To the Editor:
Louis Masur ("The Limits of Forgiveness," The Chronicle Review, October 21) casts an appropriate shadow of warning about the truth of photography in his response to David Margolick's Elizabeth and Hazel: Two Women of Little Rock.
Masur says the photograph including Elizabeth and Hazel was taken on September 4, 1957, "on the first day of what would be a tumultuous year at Central High School in Little Rock, Ark., as nine black students sought to desegregate the all-white school." Yet on that very day, Will Counts, the same photographer whose picture is the basis for Margolick's re-examination, took a picture of other black students being confronted by a National Guardsman. The photograph includes Carlotta Walls, Gloria Ray, and Ernest Green, and behind Gloria is a girl named Jane Hill.

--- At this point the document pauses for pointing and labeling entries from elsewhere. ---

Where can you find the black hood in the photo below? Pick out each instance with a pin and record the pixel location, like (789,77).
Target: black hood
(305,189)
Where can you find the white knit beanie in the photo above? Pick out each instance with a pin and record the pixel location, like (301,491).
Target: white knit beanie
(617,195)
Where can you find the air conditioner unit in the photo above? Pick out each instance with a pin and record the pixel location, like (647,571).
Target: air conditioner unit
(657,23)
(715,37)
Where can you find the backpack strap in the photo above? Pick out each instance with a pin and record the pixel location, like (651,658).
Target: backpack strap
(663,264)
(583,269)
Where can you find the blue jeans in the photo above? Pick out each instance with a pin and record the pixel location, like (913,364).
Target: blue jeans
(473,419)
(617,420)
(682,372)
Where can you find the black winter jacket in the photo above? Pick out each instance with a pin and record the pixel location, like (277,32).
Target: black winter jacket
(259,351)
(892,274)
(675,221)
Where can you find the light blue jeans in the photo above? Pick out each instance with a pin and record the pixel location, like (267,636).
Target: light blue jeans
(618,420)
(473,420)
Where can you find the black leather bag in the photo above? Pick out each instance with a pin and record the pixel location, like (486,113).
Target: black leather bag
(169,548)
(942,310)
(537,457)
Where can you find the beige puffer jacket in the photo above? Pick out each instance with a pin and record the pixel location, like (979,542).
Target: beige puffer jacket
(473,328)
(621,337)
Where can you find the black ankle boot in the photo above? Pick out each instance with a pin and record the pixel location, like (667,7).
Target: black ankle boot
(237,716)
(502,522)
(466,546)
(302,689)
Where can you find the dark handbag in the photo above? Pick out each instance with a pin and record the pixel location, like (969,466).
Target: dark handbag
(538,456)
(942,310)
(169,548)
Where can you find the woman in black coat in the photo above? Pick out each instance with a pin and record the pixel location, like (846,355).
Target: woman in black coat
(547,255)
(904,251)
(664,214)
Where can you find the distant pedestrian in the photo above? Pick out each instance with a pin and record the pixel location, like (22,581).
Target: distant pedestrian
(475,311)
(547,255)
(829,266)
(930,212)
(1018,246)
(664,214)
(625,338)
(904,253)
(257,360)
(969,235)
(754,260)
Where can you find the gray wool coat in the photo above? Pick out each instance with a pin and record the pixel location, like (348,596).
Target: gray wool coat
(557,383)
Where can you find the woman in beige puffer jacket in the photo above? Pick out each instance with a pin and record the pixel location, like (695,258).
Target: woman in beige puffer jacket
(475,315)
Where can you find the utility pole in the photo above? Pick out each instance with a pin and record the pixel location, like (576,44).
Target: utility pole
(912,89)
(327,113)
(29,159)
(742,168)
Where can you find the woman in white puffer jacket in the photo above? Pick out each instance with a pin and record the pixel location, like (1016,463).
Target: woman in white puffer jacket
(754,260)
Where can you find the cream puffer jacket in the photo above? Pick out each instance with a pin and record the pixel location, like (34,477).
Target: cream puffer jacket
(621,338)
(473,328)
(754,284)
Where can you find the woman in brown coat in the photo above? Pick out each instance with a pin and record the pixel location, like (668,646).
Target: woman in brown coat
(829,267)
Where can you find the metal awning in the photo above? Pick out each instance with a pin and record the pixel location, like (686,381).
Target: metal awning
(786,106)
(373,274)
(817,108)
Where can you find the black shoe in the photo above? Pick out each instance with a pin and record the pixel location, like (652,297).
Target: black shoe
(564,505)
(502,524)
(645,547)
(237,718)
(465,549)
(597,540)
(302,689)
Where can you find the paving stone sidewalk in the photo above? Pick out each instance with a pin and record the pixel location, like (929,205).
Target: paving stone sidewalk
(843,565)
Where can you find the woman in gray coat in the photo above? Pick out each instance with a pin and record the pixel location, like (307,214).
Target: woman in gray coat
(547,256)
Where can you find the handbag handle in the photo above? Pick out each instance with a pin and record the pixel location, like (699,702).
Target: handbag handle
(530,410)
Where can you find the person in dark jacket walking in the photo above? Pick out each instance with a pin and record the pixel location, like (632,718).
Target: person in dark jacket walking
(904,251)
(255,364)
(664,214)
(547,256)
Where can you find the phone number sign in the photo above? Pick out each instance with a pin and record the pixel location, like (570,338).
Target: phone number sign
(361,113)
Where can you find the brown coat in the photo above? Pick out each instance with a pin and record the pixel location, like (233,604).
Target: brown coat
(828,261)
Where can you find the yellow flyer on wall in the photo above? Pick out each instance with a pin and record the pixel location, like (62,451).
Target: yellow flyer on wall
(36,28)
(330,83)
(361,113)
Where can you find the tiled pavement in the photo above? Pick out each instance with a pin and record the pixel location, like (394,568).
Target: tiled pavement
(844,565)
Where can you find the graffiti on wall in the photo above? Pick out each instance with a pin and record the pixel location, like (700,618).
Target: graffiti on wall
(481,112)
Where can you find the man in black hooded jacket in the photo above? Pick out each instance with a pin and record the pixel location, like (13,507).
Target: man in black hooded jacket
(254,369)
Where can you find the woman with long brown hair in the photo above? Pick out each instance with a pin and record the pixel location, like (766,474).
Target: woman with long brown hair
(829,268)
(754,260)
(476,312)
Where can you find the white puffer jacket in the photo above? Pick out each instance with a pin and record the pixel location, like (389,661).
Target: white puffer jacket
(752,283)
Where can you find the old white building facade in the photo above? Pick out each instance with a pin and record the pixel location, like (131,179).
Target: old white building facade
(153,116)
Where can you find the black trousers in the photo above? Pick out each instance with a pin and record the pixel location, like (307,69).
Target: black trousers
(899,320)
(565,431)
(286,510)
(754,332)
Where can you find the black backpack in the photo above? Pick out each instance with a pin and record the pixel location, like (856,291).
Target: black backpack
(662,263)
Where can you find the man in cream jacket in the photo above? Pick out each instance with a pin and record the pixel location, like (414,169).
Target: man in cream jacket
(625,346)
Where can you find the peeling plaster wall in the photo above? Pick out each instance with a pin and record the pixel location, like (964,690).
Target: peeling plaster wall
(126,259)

So on September 4 there were at least 10 black students attempting to enter Central High. Hill never returned, and, if there were others, nor did they. It is true that nine students eventually made it into the school, but not until September 23, for a brief few hours before being whisked away, not to return until September 25, under escort of some 1,000 soldiers of the 101st Airborne.
The picture that includes Hill was reprinted in Carlotta Walls LaNier's 2009 book, A Mighty Long Way: My Journey to Justice at Little Rock Central High School. As far as I know, the accompanying identification is the first in print; Carlotta just happened to know her. Jane's story, about why she was there that first day and why she did not return, is not part of the historical record—except as she appears, for more than a half-century unnamed, in the photograph.